Venezuelan Glorimar Montaño saved up for months to pay the US$120 for a single dose of the vaccine that protects against the cancer-causing HPV virus — a shot that is free and compulsory in most other countries.
She is one of relatively few in the country to have been inoculated against the sexually-transmitted Human papillomavirus that the World Health Organisation (WHO) says causes 95 percent of cervical cancer.
In Venezuela, people have to pay for the shot themselves.
"To get vaccinated was not easy," Montaño, a 26-year-old business administrator told AFP after sitting for her third and final dose of the Gardasil 4 vaccine, which protects against four HPV types.
"I saved up for a few months to be able to do it," Montaño added.
There is no official data on HPV infection — which can also cause penile, anal and other cancers — in Venezuela, a country of about 30 million people.
According to the country's non-profit Anti-Cancer Society (SAC) there were more than 5,900 cases of cervical cancer registered in the country in 2021.
The rate of mortality for cervical cancer in Venezuela jumped from 10.45 per 100,000 inhabitants in 2019 to 11.82 per 100,000 two years later, according to the SAC, which did not provide a reason for the increase.
The incidence rate over the same period grew from 23.82 to 32.16 per 100,000.
Breast cancer, which has not been linked to HPV, remains the main cause of death for women in Venezuela.
'Not talked about'
The government had promised years ago to include the HPV vaccine in its free inoculation schedule, but Venezuela remains one of the few Latin American countries not to have done so.

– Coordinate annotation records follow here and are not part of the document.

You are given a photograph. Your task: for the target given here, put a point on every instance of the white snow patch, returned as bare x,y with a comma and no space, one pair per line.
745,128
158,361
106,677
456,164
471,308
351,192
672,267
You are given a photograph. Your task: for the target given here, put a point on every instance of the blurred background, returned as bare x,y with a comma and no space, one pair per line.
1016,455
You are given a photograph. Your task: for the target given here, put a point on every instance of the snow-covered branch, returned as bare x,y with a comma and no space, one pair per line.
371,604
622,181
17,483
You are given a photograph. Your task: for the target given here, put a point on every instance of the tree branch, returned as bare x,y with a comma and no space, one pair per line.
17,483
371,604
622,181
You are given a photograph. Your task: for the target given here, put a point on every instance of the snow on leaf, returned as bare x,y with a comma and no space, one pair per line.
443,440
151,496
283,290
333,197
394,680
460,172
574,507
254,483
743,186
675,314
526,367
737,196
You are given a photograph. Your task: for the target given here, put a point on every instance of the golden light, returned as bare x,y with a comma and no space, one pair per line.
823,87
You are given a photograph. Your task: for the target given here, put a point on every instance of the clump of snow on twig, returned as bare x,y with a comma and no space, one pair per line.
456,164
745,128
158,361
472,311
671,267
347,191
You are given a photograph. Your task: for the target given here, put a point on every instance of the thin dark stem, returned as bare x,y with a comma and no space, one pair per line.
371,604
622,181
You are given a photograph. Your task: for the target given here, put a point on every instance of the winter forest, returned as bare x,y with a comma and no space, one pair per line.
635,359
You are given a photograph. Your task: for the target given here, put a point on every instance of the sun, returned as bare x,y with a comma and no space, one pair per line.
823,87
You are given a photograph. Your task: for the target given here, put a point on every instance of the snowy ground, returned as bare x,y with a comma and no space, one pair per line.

The WHO recommends vaccination for girls from the age of nine, though it can also be administered to adults. In Venezuela, as in many countries, HPV vaccines are also given to boys.
"Averting the development of cervical cancer by increasing access to effective vaccines is a highly significant step in alleviating unnecessary illness and death," the UN's health agency said in a report last year.
As HPV vaccination is done privately in Venezuela, there is no official data on how many people have received one or more shots.
Tests and screens for cervical cancer are also hard to come by in public hospitals, meaning patients have to pay for a private consultation or wait for help from an NGO.
Making matters worse, sex is a taboo topic in the conservative, Catholic country where people known to carry a sexually transmitted infection (STI) are stigmatised.
STIs are "not talked about," university student Corina García, 27, told AFP as she received her third dose in the capital Caracas, thanks to her mother who is a doctor.
García told AFP she was trying to get her partner to follow suit.
"One never knows" about the disease risk people could be exposed to from their sexual partners, she said.
Gynaecologist Ana Teresa Serrao told AFP a single dose of Gardasil 4 can cost as much as US$140 or US$150, while Gardasil 9, which acts against nine HPV types, can cost up to US$350 per dose.
The WHO recommends at least one or two doses. But in Venezuela, given there is no herd immunity from widespread vaccination, doctors suggest three.
"Prices are rather high and unaffordable for the population," said Serrao, in a country where the minimum monthly income is about US$75 and a basket of basic household goods for a month costs more than US$500.
For Suzany González, director of the non-governmental Centre for Studies on Sexual and Reproductive Rights (CEDESEX), the absence of a free HPV vaccine is a violation of sexual rights.
"Sexual and reproductive health is not prioritised," she said.
In December 2022, the WHO said first-dose HPV vaccination coverage declined by 25 percent to 15 percent between 2019 and 2021 worldwide, meaning 3.5 million more girls missed out.
"It’s vital that countries strengthen their HPV vaccination programmes, expedite implementation and reverse the declines in coverage," said its report.